I could have joined the American Expatriates clubs and could have deleted American culture in France. But I decided to keep myself with my French friends most of my social life. It was more important to integrate myself into French culture than to have a full social schedule with other native English speakers.
At home is where The heart is
When I read about the misfortune of the German woman after her return to Germany, I was reminded of the words of the decorative pillow that I brought to France: “Blower where you are planted.” The pillow was a thank you from Eleanor Kenitzer when I sang in her Cornish Community Choir when the Cornwall group toured. Before we traveled to Cornwall, I sewed reversible collars for the singers, so that we cut and cut hair of the members in the United Methodist Church (mainly for men).
After taking the pillow's philosophy into account, I sent Tamara Hardingham-Gill, the CNN reporter who wrote the article about the German woman. I confirmed that despite my age, I had happily reinvented myself in France and wrote four novels. I was bloomed where I was planted.
Imagine my surprise when she answered immediately and asked questions. I immediately answered your questions and later to inquiries about photos. The next day she planned a zoom call. As a result, an article about me on CNN International was published on June 15, 2025.
The article contains my move to France and how I was done. I immediately remembered my former tennis coach Greg Cicatelli, who joked with me when I started a weight loss in a makeover on the front page in the Union, our local newspaper, our 60 pound makeover. (Although he or I knew it at the time, this event would finally lead to the collapse of the Nevada district.)
“They make a diet and it makes news,” Greg blame me. When Greg reads the CNN article, I do not doubt that he makes a similar teasing remark: “You move to France and it makes international messages to CNN.”

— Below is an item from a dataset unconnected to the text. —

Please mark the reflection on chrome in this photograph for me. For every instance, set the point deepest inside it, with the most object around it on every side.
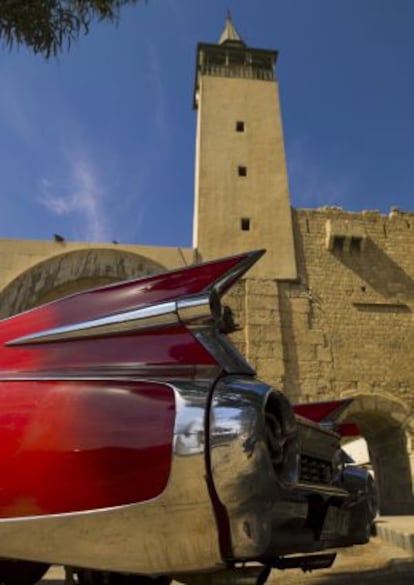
(252, 460)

He is right, do you know? I am an ordinary person who occasionally writes about my life experiences. That summarizes me. But I have advice for others who like me like the need to move.
Some of them, like me, had to move closer to children for medical reasons. Or maybe you have lost a spouse and found that your big home is too much or too expensive to maintain it. Or maybe you have forced health reasons to get into an assisted life agreement.
Whatever forces us to move us, it is good to remember that, wherever we are planted, we have to bloom if we want to be happy again. Thank you, Eleanor, for this council.
A note: The CNN article appeared internationally and also in the USA in AOL and Yahoo. A week later it appeared in the French Courrier, an international newspaper that circulates in French -speaking countries. Then the article appeared in the USA newspapers. The idea of reinventing yourself at any age apparently has its own life.